The Forest Service is quadrupling logging in the Pisgah-Nantahala National Forest, and it is ramping up logging across the country.
Why old-growth matters to you
Mature and old-growth forests save money and lives. They are our best natural defense against climate change. Mature and old-growth forests absorb 13% of our nation’s annual carbon emissions. They also are natural air conditioners, cooling and purifying the air that we breathe.
Mature and old-growth forests shelter an astonishing diversity of plants and animals. Southern Appalachian forests are some of the most biologically diverse in the temperate world. These forests are a global hotspot for salamanders, fish, mussels, and crayfish, and they shelter many rare and endangered plants.
They also protect drinking water for millions of Americans. Most drinking water supplies in the Eastern U.S. are protected by mature and old-growth forests on national forestlands.
And old growth forests protect us from wildfire. Lush, humid old-growth forests with thick-barked trees are the least likely to burn, and their thick soils hold moisture like a sponge. Recently logged forests have much more flammable undergrowth and are drier and windier, allowing wildfire to spread more quickly.
Old-growth forests are often popular recreation destinations, too. The proposed Craggy National Scenic Area in North Carolina is home to world-class trout streams, trails (including North Carolina’s state footpath), tumbling waterfalls—and 4,000 acres of old-growth forests.
Public vs. private
Old-growth forests are oases for recreation, clean water, and wildlife. But these same forests are also targeted by the Forest Service for clearcuts. Even though national forests are publicly owned by all American taxpayers, the Forest Service routinely allows private companies and organizations to clearcut our old-growth forests for private profit.
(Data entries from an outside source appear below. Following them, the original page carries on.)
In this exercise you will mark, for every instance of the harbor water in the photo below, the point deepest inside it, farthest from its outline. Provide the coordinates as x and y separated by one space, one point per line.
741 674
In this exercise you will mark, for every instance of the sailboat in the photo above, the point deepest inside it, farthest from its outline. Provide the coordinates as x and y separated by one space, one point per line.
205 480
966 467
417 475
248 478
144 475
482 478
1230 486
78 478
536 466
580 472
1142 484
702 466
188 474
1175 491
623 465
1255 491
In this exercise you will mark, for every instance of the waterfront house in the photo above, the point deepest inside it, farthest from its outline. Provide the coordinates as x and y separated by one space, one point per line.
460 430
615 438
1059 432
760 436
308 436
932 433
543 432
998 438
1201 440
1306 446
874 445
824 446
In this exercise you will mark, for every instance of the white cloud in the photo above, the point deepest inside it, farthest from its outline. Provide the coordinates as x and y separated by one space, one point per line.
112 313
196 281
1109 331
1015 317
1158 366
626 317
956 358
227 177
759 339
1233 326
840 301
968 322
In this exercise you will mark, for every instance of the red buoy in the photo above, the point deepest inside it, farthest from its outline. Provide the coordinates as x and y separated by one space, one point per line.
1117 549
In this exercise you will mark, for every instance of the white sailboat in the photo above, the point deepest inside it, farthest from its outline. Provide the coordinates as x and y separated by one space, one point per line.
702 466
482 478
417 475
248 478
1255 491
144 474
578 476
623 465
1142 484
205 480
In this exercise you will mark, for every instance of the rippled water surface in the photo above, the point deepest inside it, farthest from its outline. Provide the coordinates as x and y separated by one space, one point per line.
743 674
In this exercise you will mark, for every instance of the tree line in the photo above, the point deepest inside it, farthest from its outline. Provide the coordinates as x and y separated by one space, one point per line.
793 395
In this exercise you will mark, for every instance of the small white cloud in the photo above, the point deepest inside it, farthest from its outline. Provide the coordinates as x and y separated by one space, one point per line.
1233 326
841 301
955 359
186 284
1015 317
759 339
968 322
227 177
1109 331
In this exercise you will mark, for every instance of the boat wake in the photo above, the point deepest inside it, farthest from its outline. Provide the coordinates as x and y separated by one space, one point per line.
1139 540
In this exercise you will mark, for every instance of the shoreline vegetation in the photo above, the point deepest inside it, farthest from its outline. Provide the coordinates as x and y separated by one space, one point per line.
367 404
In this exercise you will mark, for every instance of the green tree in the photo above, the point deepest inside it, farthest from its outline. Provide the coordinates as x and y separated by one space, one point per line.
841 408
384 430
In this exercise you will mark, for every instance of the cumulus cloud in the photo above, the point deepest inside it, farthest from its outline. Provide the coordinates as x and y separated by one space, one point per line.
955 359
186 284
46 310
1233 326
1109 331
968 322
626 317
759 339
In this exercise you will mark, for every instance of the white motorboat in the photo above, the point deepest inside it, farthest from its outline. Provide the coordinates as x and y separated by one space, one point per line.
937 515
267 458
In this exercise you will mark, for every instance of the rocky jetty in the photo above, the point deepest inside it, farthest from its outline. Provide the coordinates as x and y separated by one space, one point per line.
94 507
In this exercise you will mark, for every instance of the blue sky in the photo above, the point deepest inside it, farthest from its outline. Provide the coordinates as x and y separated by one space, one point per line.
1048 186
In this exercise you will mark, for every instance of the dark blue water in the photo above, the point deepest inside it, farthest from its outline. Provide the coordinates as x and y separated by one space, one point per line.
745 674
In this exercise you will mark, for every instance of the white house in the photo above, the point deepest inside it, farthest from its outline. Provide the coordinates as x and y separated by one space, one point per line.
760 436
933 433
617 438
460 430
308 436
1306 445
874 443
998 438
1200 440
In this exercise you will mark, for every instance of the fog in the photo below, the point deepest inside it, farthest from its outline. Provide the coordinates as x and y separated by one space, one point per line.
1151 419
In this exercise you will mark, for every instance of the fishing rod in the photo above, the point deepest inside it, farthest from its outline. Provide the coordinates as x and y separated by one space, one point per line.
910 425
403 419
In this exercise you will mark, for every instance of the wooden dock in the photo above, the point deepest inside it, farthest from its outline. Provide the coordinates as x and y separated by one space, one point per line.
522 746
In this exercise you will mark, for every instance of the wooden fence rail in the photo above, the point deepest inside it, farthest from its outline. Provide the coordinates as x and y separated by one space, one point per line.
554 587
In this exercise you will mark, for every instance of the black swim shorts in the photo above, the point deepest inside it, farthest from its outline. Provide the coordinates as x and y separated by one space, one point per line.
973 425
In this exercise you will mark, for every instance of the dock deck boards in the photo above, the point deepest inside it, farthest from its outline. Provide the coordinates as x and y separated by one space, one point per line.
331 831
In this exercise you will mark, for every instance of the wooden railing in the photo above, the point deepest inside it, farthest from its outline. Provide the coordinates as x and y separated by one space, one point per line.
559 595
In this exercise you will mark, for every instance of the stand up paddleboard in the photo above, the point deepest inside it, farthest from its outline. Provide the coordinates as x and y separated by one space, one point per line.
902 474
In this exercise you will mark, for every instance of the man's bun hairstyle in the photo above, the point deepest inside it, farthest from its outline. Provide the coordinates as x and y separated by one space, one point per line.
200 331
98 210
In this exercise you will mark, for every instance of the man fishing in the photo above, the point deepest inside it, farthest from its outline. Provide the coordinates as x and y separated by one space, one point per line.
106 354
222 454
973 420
Of course, we need wood and other forest products—and privately owned forests already provide most of them. Private forests provide 96 percent of all forest products in the U.S. We don’t need industrial logging on national forests, which make up less than two percent of lands in the Eastern U.S. but contain nearly all the old-growth forests.
Meanwhile, logging on national forests costs taxpayers billions. Logging projects operate at a net loss of $1 billion to taxpayers each year. And that doesn’t include the cost of polluted drinking water, decades of repeated pesticide applications and their downstream impacts, proliferation of invasive species, carbon loss, biodiversity loss, recreational impacts, and streams clogged with sediment.
There are plenty of private lands for logging. We don’t need to log the mature and old-growth forests on national forestlands. These should be a natural heritage for all Americans—including future generations—to enjoy.
A once-in-a-generation opportunity
Finally, here is some good news: The Biden administration recently completed an inventory of all the mature and old-growth forests in national forests. They found more than 24 million acres of old growth and 65 million acres of mature forests nationwide. Definitions vary by region and forest type, but mature forests are generally around 70-80 years old, and old-growth forests are typically at least 100 years old.
Now, the administration has issued a notice for a possible rule to permanently protect these mature and old growth forests.
“This is a once-in-a-generation opportunity to protect the most ancient and biologically diverse forests in the country,” says Hannah Furgiuele, program director of Forest Keeper. “But it will require a deluge of public support. These forests belong to all of us.”
Public comments are critical. You can submit comments until July 20. Tell the Forest Service that you want a rule to permanently protect mature and old-growth forests on national forestlands. They are worth far more standing than cut down.